Brainnet-tokenizer NPM

Tokenizer

A simple and efficient tokenizer for natural language processing tasks. This tokenizer supports multiple languages and handles special characters effectively.

Features

Tokenizes text into words and special characters.
Encodes text into token IDs.
Decodes token IDs back into text.
Saves and loads vocabulary from a file.
Supports multiple languages.

Installation

To use the Tokenizer class, you need to install the package from npm:

npm install @brainnet/tokenizer

Usage

Here is an example of how to use the Tokenizer class:

const Tokenizer = require('@brainnet/tokenizer');

// Create a Tokenizer instance
const tokenizer = new Tokenizer();

// Tokenize the text
const text = "Tokenization is a fundamental step in natural language processing.";
const tokens = tokenizer.tokenize(text);
console.log("Tokens:", tokens);

// Encode the text
const encodedResult = tokenizer.encode(text);
console.log("Encoding Result:", encodedResult);

// Decode the text
const decodedResult = tokenizer.decode(encodedResult.encodedArray);
console.log("Decoding Result:", decodedResult);

// Save the vocabulary to a file
const vocabularyFilePath = 'vocabulary.json';
tokenizer.saveVocabulary(vocabularyFilePath);
console.log("Vocabulary saved to", vocabularyFilePath);

// Create a new Tokenizer instance and load the vocabulary
const newTokenizer = new Tokenizer();
newTokenizer.loadVocabulary(vocabularyFilePath);
console.log("Vocabulary loaded from", vocabularyFilePath);

// Encode and decode the text using the loaded vocabulary
const newEncodedResult = newTokenizer.encode(text);
const newDecodedResult = newTokenizer.decode(newEncodedResult.encodedArray);
console.log("New Encoding Result:", newEncodedResult);
console.log("New Decoding Result:", newDecodedResult);

// Convert token ID to token
const tokenId = tokenizer.getTokenId("Tokenization");
const token = tokenizer.getToken(tokenId);
console.log(`Token ID ${tokenId} corresponds to token: "${token}"`);

API

`Tokenizer`

`constructor()`

Creates an instance of Tokenizer.

`tokenize(text: string): string[]`

Tokenizes the input text into words and special characters.

`getTokenId(token: string): number`

Adds a token to the vocabulary if it doesn't exist, and returns its ID.

`getToken(tokenId: number): string | null`

Converts a token ID back to its corresponding token.

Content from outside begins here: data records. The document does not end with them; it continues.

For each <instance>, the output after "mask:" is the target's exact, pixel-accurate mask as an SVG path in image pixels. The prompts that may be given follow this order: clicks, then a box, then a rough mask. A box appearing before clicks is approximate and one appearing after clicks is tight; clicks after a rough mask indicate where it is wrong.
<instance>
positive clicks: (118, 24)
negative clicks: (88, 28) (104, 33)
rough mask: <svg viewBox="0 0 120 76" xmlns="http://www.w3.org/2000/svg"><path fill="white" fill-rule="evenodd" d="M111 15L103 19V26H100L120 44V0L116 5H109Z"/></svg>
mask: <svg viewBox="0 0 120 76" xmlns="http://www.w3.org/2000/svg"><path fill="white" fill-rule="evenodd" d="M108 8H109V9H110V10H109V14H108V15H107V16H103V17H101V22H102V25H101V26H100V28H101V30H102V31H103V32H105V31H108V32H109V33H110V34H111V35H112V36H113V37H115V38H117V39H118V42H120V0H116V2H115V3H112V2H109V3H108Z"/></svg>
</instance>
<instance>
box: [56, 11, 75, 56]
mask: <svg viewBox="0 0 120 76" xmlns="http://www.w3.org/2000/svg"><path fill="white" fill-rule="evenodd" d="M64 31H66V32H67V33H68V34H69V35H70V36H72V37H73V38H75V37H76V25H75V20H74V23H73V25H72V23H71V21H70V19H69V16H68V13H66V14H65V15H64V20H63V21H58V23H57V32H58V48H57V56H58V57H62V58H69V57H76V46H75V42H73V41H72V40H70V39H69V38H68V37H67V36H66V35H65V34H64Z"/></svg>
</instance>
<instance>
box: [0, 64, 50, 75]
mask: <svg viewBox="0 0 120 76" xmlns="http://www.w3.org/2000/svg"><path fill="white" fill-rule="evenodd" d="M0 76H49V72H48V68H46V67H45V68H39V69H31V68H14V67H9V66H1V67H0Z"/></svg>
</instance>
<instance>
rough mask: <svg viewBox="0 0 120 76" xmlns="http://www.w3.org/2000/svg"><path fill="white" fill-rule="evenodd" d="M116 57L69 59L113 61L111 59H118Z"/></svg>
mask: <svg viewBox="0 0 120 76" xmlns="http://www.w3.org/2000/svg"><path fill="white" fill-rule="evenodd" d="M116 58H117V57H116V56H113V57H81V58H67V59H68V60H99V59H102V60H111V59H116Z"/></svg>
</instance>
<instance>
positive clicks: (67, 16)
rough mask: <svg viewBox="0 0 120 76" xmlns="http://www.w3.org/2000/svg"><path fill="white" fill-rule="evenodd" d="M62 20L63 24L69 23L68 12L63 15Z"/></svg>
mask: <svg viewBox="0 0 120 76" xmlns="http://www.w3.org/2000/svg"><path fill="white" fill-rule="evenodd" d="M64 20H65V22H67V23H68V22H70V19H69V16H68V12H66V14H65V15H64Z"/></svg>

`getVocabularySize(): number`

Returns the size of the vocabulary.

`encode(text: string): Object`

Encodes the input text into an array of token IDs.

`decode(encodedArray: number[]): Object`

Decodes an array of token IDs back into text.

`saveVocabulary(filePath: string): void`

Saves the vocabulary to a file.

`loadVocabulary(filePath: string): void`

Loads the vocabulary from a file.

License

This project is licensed under the Apache-2.0 License.